I was pretty sure that’s what I’d made, though I tended to forget one drink the second I passed it along and started on the next.
“No, it’s clearly a latte.”
“Oookay, do you want an extra shot in there?” Usually when people said this, they were just angling for more espresso in the drink even when it was made properly.
“No, I don’t want you to just dump an extra shot in. I want the drink I ordered and paid for.”
“Well, it’s just that the difference between a flat white and a latte—”
“I don’t need a lecture, thank you. Just my drink. It’s really not that difficult, you only have one job, and it’s to add milk to coffee in the proportions people order.”
I was pulling the cup toward me and getting ready to remake the drink when Will stepped up.
“Actually,” Will said, “he has many jobs every time a new customer comes up in line. Over and over. For hours. For very little money.” Will’s voice was the lazy drawl he used when he was taking advantage of every bit of force his looks and charisma could exact. He was dressed for work so he looked like he’d stepped out of a GQ ad. “You have one job, which is to pay someone else to make your coffee for you. So why don’t you do that? And then go away.”
The man gaped at Will, who never broke eye contact. There was silence in the café for a moment, except for the irritating swing of Christmas music and the steady hum of the milk steamer. Then from the depths of the line someone called, “Preach!” Someone else said, “You’re holding up the line,” and a third person coughed “douchebag.”

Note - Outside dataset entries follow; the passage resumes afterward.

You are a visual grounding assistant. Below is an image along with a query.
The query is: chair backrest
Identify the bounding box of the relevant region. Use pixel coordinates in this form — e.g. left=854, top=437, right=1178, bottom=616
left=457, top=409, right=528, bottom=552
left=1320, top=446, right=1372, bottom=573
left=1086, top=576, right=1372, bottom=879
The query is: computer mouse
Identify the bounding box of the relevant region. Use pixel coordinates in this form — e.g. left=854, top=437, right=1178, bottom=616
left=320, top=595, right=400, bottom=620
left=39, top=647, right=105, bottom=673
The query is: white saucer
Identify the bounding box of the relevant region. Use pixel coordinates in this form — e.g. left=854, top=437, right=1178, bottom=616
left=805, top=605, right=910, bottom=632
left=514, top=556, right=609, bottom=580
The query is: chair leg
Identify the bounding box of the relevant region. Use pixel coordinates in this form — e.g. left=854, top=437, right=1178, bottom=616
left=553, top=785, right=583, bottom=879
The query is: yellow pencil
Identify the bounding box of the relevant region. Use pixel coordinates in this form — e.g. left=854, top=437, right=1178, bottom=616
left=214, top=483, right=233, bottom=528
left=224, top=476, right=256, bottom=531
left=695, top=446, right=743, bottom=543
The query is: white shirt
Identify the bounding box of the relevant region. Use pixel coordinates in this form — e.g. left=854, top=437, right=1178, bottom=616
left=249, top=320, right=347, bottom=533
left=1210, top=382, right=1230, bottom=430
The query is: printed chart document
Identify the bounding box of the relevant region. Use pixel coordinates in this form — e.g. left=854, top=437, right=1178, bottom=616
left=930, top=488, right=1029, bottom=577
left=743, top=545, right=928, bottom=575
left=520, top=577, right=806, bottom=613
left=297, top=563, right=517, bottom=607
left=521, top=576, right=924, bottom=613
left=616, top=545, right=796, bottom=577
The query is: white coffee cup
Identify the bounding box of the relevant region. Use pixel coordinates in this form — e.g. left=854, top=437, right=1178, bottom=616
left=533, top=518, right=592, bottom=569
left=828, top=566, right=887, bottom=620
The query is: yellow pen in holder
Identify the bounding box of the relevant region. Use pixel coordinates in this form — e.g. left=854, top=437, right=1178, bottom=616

AT FIRST I’d thought that Will would let Christmas pass completely unacknowledged. It seemed possible that Christmas fit into the category of things I’d always thought everyone got swept along with but that Will didn’t acknowledge. Just in case, I’d been dropping subtle hints for the past week about how much I like Christmas: adding holiday movies to Will’s Netflix queue, humming Christmas carols while I was in child’s pose on the rug, commenting on the pretty decorations in the shop windows whenever we walked past.